Locally advanced breast cancer (LABC) is now an uncommon condition due to screening and surveillance programmes for breast lesions, and the treatment approach has also changed; nowadays, surgery is rarely an option since neoadjuvant therapy (chemotherapy and radiotherapy) represents the first-line therapy and can seldom act as a ‘bridge’ to surgery to remove the breast mass [5]. During this period, however, the frequently secreting, malodorous and painful lesions are negative factors that severely affect patient quality of life and require daily medications to clean the lesions, though they have little effect on inflammation and pain. In the case of large and multiple lesions, the malodorous exudate and the pain have been found to induce depression and reduce social interaction [6].
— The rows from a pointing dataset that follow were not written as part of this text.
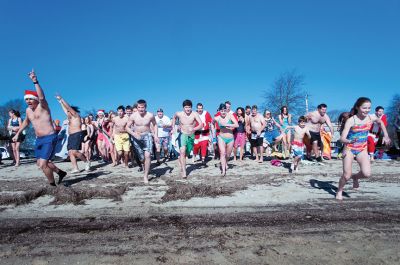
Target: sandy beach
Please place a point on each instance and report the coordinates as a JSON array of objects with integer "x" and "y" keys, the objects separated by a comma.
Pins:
[{"x": 257, "y": 214}]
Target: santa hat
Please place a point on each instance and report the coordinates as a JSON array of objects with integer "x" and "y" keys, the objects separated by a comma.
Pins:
[{"x": 31, "y": 94}]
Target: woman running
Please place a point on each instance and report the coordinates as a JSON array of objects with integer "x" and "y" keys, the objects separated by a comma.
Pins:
[
  {"x": 354, "y": 137},
  {"x": 227, "y": 123}
]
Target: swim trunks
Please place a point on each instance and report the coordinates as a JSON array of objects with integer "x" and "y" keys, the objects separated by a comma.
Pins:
[
  {"x": 187, "y": 141},
  {"x": 316, "y": 137},
  {"x": 75, "y": 141},
  {"x": 298, "y": 148},
  {"x": 121, "y": 142},
  {"x": 45, "y": 146},
  {"x": 256, "y": 141},
  {"x": 143, "y": 144}
]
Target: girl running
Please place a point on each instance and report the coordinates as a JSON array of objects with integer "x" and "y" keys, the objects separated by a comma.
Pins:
[{"x": 354, "y": 137}]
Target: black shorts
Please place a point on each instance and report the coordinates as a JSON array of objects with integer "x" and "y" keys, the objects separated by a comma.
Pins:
[
  {"x": 257, "y": 142},
  {"x": 316, "y": 137},
  {"x": 75, "y": 141}
]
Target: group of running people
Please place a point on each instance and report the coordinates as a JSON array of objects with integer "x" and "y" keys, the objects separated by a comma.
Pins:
[{"x": 132, "y": 131}]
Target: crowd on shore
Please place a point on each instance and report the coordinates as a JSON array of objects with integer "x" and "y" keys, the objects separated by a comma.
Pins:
[{"x": 131, "y": 135}]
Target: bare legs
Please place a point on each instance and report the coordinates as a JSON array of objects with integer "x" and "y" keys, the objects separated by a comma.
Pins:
[
  {"x": 73, "y": 155},
  {"x": 225, "y": 153},
  {"x": 15, "y": 147},
  {"x": 182, "y": 161},
  {"x": 365, "y": 171}
]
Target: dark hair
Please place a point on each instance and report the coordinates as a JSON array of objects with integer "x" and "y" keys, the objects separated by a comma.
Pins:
[
  {"x": 302, "y": 119},
  {"x": 141, "y": 102},
  {"x": 243, "y": 113},
  {"x": 343, "y": 117},
  {"x": 358, "y": 104},
  {"x": 76, "y": 109},
  {"x": 221, "y": 106},
  {"x": 284, "y": 107},
  {"x": 15, "y": 112},
  {"x": 187, "y": 102}
]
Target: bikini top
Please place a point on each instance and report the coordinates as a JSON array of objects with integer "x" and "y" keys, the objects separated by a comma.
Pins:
[
  {"x": 360, "y": 133},
  {"x": 15, "y": 123},
  {"x": 222, "y": 126}
]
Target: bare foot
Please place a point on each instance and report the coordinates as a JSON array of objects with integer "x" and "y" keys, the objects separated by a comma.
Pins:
[
  {"x": 339, "y": 196},
  {"x": 356, "y": 183}
]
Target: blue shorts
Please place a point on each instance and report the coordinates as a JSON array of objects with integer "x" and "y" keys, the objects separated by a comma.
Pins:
[
  {"x": 271, "y": 136},
  {"x": 45, "y": 146}
]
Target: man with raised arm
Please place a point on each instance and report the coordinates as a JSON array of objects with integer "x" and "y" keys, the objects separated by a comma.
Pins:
[
  {"x": 120, "y": 136},
  {"x": 187, "y": 127},
  {"x": 142, "y": 137},
  {"x": 75, "y": 133},
  {"x": 316, "y": 119},
  {"x": 38, "y": 113}
]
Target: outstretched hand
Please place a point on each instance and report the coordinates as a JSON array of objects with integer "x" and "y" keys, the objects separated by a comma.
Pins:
[
  {"x": 386, "y": 141},
  {"x": 32, "y": 75}
]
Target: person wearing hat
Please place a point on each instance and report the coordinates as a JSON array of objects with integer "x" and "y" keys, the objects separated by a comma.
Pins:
[
  {"x": 164, "y": 128},
  {"x": 38, "y": 113}
]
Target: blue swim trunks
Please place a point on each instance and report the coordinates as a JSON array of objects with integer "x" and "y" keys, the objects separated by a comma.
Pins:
[
  {"x": 270, "y": 136},
  {"x": 45, "y": 146}
]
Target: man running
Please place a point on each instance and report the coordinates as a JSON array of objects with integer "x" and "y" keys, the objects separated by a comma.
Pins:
[
  {"x": 257, "y": 126},
  {"x": 75, "y": 135},
  {"x": 376, "y": 132},
  {"x": 142, "y": 137},
  {"x": 315, "y": 120},
  {"x": 38, "y": 113},
  {"x": 202, "y": 136},
  {"x": 187, "y": 126},
  {"x": 164, "y": 128},
  {"x": 120, "y": 136}
]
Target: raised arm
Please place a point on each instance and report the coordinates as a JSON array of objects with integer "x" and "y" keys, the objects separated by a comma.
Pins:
[
  {"x": 66, "y": 107},
  {"x": 39, "y": 90},
  {"x": 329, "y": 123}
]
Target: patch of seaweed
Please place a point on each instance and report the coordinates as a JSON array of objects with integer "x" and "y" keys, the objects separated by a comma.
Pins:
[{"x": 187, "y": 191}]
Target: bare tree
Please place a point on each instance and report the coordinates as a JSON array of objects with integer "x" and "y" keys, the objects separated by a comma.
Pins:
[{"x": 287, "y": 90}]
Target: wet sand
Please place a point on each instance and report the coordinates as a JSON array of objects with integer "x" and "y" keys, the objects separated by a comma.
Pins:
[{"x": 257, "y": 214}]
Ulcerated stage III and stage IV breast cancer remains difficult to treat and survival in this population is driven by local and distant progression of the neoplastic disease. Consequently, systemic therapy has remained the cornerstone of treatment and the role of local therapy remains controversial [7,8].
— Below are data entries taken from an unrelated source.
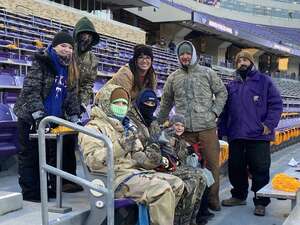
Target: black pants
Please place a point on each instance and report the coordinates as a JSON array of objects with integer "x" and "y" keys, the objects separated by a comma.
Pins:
[
  {"x": 255, "y": 155},
  {"x": 28, "y": 158}
]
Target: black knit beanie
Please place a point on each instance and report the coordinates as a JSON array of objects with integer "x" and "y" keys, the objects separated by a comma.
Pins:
[
  {"x": 62, "y": 37},
  {"x": 142, "y": 49}
]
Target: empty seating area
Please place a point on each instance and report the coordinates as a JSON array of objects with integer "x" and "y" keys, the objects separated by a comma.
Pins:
[{"x": 22, "y": 35}]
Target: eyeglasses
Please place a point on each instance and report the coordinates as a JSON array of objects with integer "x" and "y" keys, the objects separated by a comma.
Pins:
[{"x": 142, "y": 58}]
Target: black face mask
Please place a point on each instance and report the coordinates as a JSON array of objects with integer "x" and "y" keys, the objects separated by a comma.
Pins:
[
  {"x": 244, "y": 70},
  {"x": 147, "y": 113},
  {"x": 65, "y": 61}
]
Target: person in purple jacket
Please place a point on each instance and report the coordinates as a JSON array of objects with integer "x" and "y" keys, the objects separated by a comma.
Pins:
[{"x": 251, "y": 114}]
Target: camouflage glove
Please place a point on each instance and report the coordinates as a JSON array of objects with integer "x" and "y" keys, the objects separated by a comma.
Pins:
[
  {"x": 131, "y": 144},
  {"x": 149, "y": 158},
  {"x": 38, "y": 116}
]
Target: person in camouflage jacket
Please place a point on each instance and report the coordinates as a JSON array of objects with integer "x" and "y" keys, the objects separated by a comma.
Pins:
[
  {"x": 50, "y": 88},
  {"x": 85, "y": 37},
  {"x": 141, "y": 113},
  {"x": 160, "y": 192},
  {"x": 199, "y": 95}
]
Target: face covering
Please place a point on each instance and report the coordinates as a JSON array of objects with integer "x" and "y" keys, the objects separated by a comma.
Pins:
[
  {"x": 244, "y": 70},
  {"x": 119, "y": 111},
  {"x": 147, "y": 113},
  {"x": 65, "y": 60}
]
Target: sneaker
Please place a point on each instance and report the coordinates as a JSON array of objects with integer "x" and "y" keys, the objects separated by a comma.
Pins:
[
  {"x": 233, "y": 202},
  {"x": 207, "y": 214},
  {"x": 71, "y": 188},
  {"x": 259, "y": 210}
]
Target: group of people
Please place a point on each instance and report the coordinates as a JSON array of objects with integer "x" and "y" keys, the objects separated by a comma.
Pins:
[{"x": 170, "y": 165}]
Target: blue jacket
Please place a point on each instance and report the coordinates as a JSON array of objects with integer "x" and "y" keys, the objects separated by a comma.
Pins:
[{"x": 250, "y": 104}]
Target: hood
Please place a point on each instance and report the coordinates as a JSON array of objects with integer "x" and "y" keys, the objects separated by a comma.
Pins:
[
  {"x": 85, "y": 25},
  {"x": 102, "y": 101},
  {"x": 194, "y": 54}
]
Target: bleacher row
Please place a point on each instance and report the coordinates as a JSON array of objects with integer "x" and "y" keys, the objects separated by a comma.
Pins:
[{"x": 19, "y": 35}]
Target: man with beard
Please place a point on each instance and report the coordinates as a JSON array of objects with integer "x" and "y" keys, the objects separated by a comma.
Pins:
[
  {"x": 252, "y": 111},
  {"x": 85, "y": 37}
]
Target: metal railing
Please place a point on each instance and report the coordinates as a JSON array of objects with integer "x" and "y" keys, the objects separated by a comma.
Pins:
[{"x": 45, "y": 168}]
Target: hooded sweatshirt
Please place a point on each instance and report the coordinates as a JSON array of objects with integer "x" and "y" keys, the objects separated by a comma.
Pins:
[
  {"x": 196, "y": 92},
  {"x": 87, "y": 62}
]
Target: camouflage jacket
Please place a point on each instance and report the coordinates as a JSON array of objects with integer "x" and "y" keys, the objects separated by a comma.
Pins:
[
  {"x": 95, "y": 152},
  {"x": 36, "y": 87},
  {"x": 197, "y": 93},
  {"x": 87, "y": 64},
  {"x": 125, "y": 78}
]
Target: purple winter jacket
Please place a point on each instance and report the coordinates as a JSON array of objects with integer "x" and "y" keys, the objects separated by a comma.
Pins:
[{"x": 250, "y": 103}]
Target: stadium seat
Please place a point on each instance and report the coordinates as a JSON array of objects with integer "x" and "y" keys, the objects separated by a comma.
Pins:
[{"x": 125, "y": 208}]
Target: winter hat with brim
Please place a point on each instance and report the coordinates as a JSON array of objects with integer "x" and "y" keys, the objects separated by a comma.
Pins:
[
  {"x": 185, "y": 48},
  {"x": 84, "y": 25},
  {"x": 62, "y": 37},
  {"x": 177, "y": 118},
  {"x": 244, "y": 54},
  {"x": 142, "y": 49},
  {"x": 119, "y": 95},
  {"x": 147, "y": 95}
]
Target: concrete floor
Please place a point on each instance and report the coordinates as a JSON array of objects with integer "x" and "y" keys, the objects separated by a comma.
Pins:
[{"x": 242, "y": 215}]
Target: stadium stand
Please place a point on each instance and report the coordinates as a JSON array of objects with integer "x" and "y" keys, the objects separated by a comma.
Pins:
[{"x": 21, "y": 36}]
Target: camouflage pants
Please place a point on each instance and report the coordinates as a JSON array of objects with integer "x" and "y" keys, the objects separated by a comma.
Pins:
[{"x": 187, "y": 208}]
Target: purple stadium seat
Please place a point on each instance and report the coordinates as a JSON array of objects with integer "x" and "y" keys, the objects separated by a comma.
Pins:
[
  {"x": 8, "y": 132},
  {"x": 7, "y": 80}
]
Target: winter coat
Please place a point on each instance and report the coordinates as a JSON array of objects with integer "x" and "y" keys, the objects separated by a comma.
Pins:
[
  {"x": 87, "y": 62},
  {"x": 124, "y": 77},
  {"x": 94, "y": 151},
  {"x": 36, "y": 87},
  {"x": 197, "y": 93},
  {"x": 250, "y": 104}
]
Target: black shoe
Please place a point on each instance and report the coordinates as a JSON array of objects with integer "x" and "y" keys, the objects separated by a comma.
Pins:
[
  {"x": 71, "y": 188},
  {"x": 207, "y": 214},
  {"x": 201, "y": 221},
  {"x": 32, "y": 198}
]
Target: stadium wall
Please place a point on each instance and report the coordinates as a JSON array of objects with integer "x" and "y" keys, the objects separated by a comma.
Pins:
[{"x": 70, "y": 16}]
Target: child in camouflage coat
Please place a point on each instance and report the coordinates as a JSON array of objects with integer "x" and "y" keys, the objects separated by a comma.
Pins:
[{"x": 188, "y": 209}]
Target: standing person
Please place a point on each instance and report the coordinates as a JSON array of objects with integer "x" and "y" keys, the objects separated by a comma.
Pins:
[
  {"x": 85, "y": 37},
  {"x": 50, "y": 88},
  {"x": 138, "y": 74},
  {"x": 160, "y": 192},
  {"x": 198, "y": 94},
  {"x": 252, "y": 111}
]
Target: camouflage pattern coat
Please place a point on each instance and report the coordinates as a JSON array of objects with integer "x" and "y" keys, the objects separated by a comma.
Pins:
[
  {"x": 197, "y": 93},
  {"x": 36, "y": 87},
  {"x": 87, "y": 64},
  {"x": 193, "y": 178},
  {"x": 151, "y": 157}
]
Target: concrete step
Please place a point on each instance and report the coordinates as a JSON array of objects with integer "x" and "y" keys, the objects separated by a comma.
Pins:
[{"x": 10, "y": 201}]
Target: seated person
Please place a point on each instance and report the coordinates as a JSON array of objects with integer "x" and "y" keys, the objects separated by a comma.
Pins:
[
  {"x": 159, "y": 191},
  {"x": 141, "y": 113}
]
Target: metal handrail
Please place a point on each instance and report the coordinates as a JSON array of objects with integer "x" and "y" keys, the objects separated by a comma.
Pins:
[{"x": 44, "y": 168}]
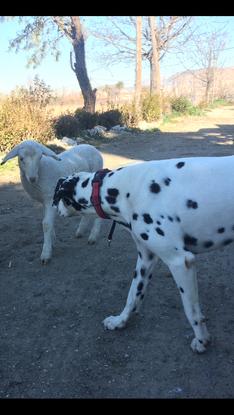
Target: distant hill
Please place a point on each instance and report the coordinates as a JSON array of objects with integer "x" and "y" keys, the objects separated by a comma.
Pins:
[{"x": 191, "y": 84}]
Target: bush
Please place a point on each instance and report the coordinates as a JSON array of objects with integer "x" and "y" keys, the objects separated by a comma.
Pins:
[
  {"x": 110, "y": 118},
  {"x": 150, "y": 108},
  {"x": 86, "y": 120},
  {"x": 181, "y": 104},
  {"x": 130, "y": 115},
  {"x": 66, "y": 126},
  {"x": 23, "y": 115}
]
The purpose of this prospective observational study is to evaluate the efficacy of a medical device consisting of a polyester scaffold enriched with an oleic matrix with controlled release of ROS in the management of LABC skin lesions.

2. Materials and Methods

This study was approved by the Ethics Committee and was conducted in accordance with the Helsinki Declaration of 1964 (revised in 2008) and all patients gave their informed consent.

This study is a prospective observational study and was conducted between October 2018 and March 2020.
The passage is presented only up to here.